El académico de número analiza el texto propuesto por el Consejo Constitucional en su columna de El Mercurio.
Se acerca la hora crucial en que cada uno deberemos decidir si queremos o no ser gobernados por el proyecto constitucional que ya toma forma. Será indispensable leer el texto y sopesar los efectos políticos y jurídicos de aprobar o rechazar. Para aquilatar los efectos jurídicos probables, resultará importante distinguir lo puramente llamativo, identitario o simbólico, de aquello que tiene potencial de afectar la convivencia. A ver si ayudo en ello.
Comienzo con aquellos derechos que han resultado más polémicos. Se ha discutido con pasión la ubicación de la norma que define a Chile como un Estado social y democrático de derecho. Esto es puramente simbólico, pues un precepto no obliga más por ubicarse al comienzo que al final de un cuerpo jurídico. La norma misma tiene, además, un efecto más político que jurídico, pues el monto y calidad de las prestaciones sociales se juega más en las leyes, particularmente en la anual de presupuesto, que en el hecho de enunciarse en la Constitución.
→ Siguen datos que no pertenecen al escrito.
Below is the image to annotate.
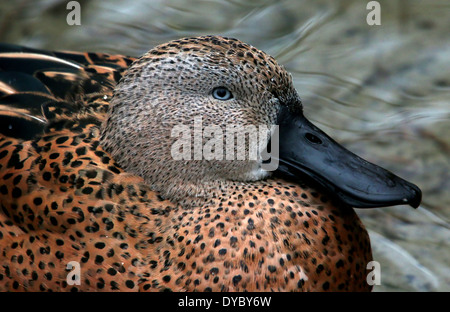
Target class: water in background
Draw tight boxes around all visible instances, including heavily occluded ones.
[0,0,450,291]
En cuanto a los derechos sociales mismos, su nivel de satisfacción depende muy poco de su consagración constitucional. El que un derecho no esté en la Constitución no impide al Estado satisfacerlo, como lo prueba la política de vivienda desarrollada bajo la vigencia de las constituciones de 1925 y de 1980, que no consagraban ese derecho. Por lo demás, el proyecto, al igual como lo hace la Constitución vigente, a mi juicio correctamente, impide reclamar prestaciones de derechos económico-sociales directamente a los tribunales, a menos que esa prestación esté asegurada en la ley; lo que deja a los poderes electos un alto grado de autonomía y discreción para determinar hasta dónde y cómo satisfacer estos derechos. La satisfacción de una necesidad social no depende entonces de su consagración constitucional.